NTP dependence of the the peak signal. (A) Time-to-peak and (B) corresponding peak amplitudes as a function of NTP concentration for Mtb holo with and with-out factors. Error bars represent standard errors of the mean. (C) Time-to-peak simulations where the net exit rate is fixed while increasing the net entry rate into RP_itc and (D) the net entry rate is fixed while decreasing the net exit rate out-of RP_itc (see Supplementary Figures S16 and S17). Here, the darkening trend represents larger changes from the starting value and increases in the peak amplitude.

Figure 8.

CarD and RbpA effects on RP_itc intermediates. (A) Overlay of peak signal obtained at 1 mM NTPs for Mtb holo ± factors plotted as a percentage increase above the initial fluorescence value. (B) Simulations of factor dependent effects on peak signal. The combined RP_o and RP_itc signals are plotted as a percent increase above the initial fluorescence signal. Factor dependent effects on k_itc and k_escape were adjusted according to the experimentally determined fold changes in the time-to-peak relative to Mtb holo alone. CarD (blue) is modeled by a 0.4-fold decrease in the net exit rate, RbpA (red) is modeled by a 0.9-fold decrease in the net entry rate.

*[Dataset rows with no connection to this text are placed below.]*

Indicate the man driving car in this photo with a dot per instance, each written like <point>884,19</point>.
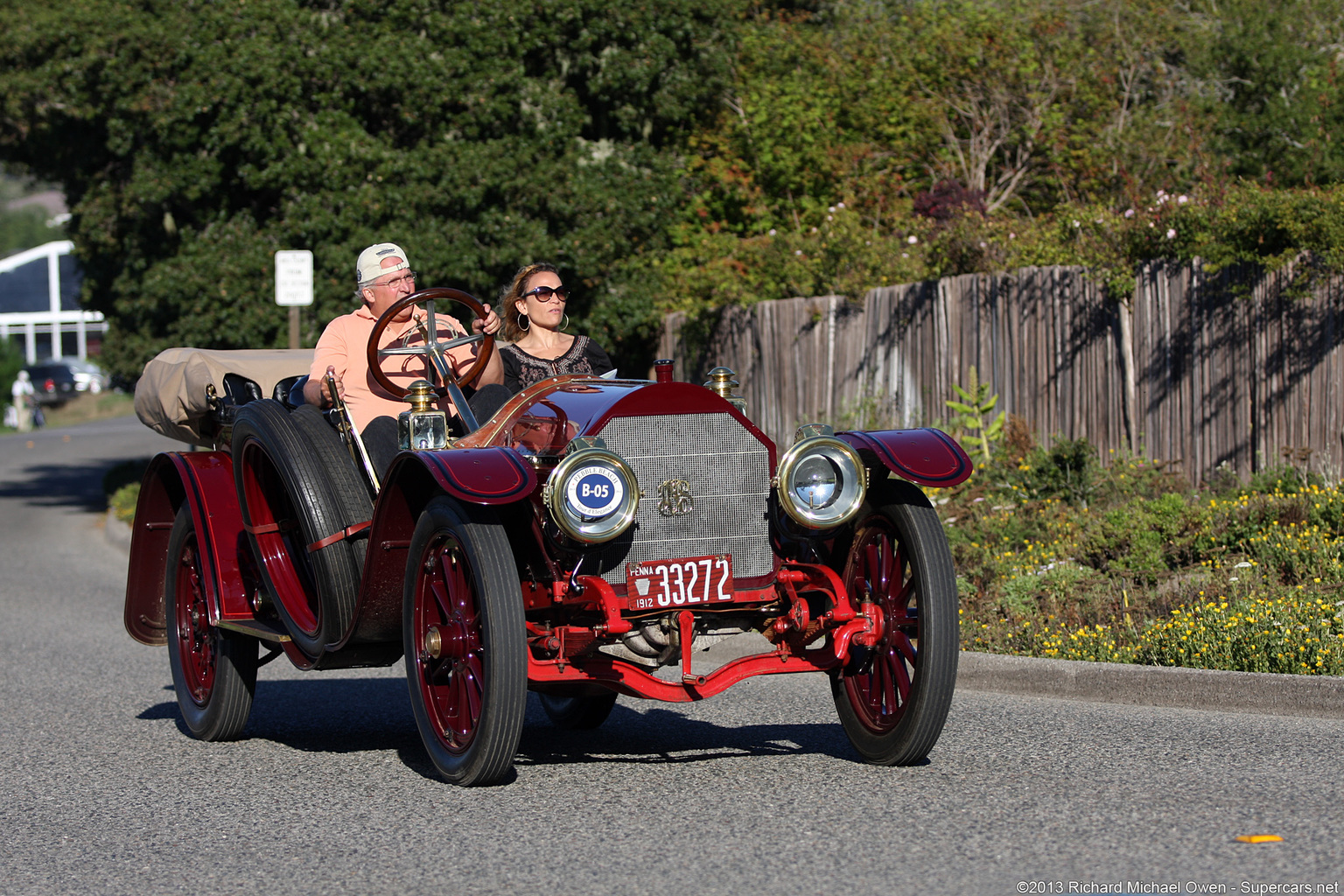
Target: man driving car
<point>383,276</point>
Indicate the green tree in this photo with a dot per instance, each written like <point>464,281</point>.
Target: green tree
<point>1273,87</point>
<point>193,138</point>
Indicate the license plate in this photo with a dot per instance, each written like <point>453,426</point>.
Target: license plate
<point>677,584</point>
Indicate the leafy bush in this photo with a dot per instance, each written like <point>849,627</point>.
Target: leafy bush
<point>1236,577</point>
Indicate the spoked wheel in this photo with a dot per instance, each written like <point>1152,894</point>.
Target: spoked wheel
<point>214,672</point>
<point>579,712</point>
<point>466,642</point>
<point>892,697</point>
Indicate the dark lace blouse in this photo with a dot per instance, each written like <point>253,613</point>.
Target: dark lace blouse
<point>523,369</point>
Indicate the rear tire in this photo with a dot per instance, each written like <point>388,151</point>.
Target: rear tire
<point>892,699</point>
<point>214,672</point>
<point>578,713</point>
<point>464,635</point>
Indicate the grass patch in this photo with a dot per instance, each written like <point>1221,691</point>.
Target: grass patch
<point>122,485</point>
<point>85,409</point>
<point>1060,555</point>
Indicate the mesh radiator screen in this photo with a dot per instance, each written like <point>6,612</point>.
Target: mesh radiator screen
<point>729,476</point>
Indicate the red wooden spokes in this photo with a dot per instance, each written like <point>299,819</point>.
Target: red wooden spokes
<point>195,639</point>
<point>879,572</point>
<point>449,626</point>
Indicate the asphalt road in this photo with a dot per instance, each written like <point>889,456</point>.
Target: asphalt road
<point>756,790</point>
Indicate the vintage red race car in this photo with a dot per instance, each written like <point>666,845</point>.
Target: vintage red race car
<point>584,543</point>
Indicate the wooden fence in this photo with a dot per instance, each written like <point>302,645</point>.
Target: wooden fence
<point>1239,369</point>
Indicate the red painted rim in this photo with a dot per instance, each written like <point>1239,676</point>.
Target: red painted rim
<point>879,571</point>
<point>268,502</point>
<point>452,685</point>
<point>195,637</point>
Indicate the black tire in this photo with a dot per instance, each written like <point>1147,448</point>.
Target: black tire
<point>578,713</point>
<point>281,481</point>
<point>466,642</point>
<point>892,697</point>
<point>214,672</point>
<point>347,482</point>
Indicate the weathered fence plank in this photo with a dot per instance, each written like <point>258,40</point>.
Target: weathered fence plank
<point>1231,371</point>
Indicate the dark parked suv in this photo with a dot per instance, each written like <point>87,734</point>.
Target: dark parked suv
<point>52,383</point>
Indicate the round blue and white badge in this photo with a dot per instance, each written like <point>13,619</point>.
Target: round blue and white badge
<point>594,491</point>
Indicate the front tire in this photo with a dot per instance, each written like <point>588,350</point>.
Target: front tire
<point>466,642</point>
<point>214,672</point>
<point>892,699</point>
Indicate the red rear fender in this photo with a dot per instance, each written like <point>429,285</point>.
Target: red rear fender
<point>205,481</point>
<point>491,476</point>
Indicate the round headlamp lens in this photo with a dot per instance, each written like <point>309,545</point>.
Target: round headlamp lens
<point>815,482</point>
<point>822,482</point>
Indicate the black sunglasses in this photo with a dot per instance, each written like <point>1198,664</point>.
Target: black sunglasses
<point>543,293</point>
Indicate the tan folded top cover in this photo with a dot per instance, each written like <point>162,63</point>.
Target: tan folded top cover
<point>171,393</point>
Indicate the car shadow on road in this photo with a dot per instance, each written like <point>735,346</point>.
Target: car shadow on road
<point>358,715</point>
<point>664,737</point>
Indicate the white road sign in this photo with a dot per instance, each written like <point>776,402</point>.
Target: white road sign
<point>293,277</point>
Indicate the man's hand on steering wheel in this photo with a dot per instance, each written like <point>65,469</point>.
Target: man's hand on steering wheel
<point>316,391</point>
<point>489,324</point>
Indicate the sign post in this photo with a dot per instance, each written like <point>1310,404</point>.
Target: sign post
<point>293,285</point>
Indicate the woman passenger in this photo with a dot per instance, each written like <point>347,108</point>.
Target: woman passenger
<point>534,321</point>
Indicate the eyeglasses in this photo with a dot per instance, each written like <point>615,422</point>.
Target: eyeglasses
<point>409,278</point>
<point>543,293</point>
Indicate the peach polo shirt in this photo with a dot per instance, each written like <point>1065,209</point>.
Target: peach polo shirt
<point>344,346</point>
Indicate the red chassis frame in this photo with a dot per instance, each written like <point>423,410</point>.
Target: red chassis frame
<point>486,469</point>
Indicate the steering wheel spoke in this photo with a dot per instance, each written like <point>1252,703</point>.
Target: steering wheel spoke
<point>438,367</point>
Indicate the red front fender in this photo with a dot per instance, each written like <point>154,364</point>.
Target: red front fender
<point>925,456</point>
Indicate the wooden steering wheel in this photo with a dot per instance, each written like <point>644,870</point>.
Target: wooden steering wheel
<point>434,349</point>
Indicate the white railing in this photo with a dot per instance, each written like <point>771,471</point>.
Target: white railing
<point>54,321</point>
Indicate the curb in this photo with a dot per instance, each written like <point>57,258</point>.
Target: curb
<point>1256,692</point>
<point>117,532</point>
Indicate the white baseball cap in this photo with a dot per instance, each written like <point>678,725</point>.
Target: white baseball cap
<point>370,265</point>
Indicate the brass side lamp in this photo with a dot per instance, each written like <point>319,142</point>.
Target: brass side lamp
<point>421,427</point>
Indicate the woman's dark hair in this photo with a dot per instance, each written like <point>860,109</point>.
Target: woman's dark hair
<point>514,291</point>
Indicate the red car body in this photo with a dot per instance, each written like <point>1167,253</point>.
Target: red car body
<point>857,601</point>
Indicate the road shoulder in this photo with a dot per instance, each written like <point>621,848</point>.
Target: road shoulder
<point>1264,693</point>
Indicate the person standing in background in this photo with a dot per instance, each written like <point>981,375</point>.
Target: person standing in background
<point>22,393</point>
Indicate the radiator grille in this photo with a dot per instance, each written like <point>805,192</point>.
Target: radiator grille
<point>729,472</point>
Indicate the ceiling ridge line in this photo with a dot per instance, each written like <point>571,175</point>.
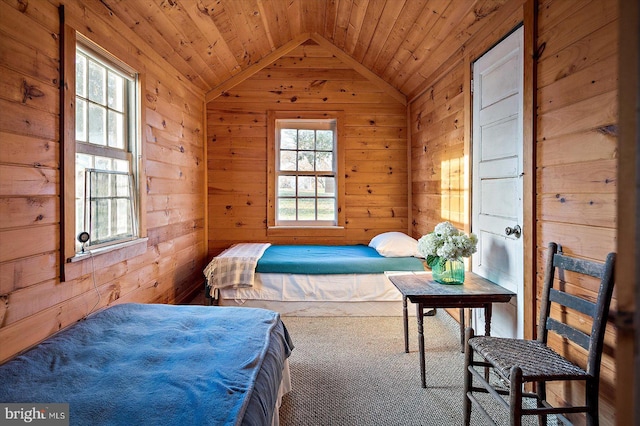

In the case of both factors, simulations adjusting both the net entry and exit rates as in the individual factor simulations were unable to reproduce the experimentally observed results in the time-to-peak and amplitude (light purple). Simulating a 0.75-fold decrease in both the net entry and exit rates, yielded a similar amplitude and time-to-peak as observed experimentally in the presence of both factors (dark purple).

Figure 9.

Differential regulation in flux is dependent upon the basal rates of initiation. (A) Three-state model for calculations of steady-state flux where CarD and RbpA either increase (green arrow) or decrease (red line) specific rate constants. Factor-dependent fold-changes in transcript flux show both activation (green) and repression (red) as a function of the basal opening and escape rates for (B) RbpA and (C) CarD. Promoters that are rate-limited at escape (i.e. fast k_open, slow k_escape) are predicted to be repressed, whereas promoters that are rate-limited at opening (i.e. slow k_open, fast k_escape) are predicted to be activated.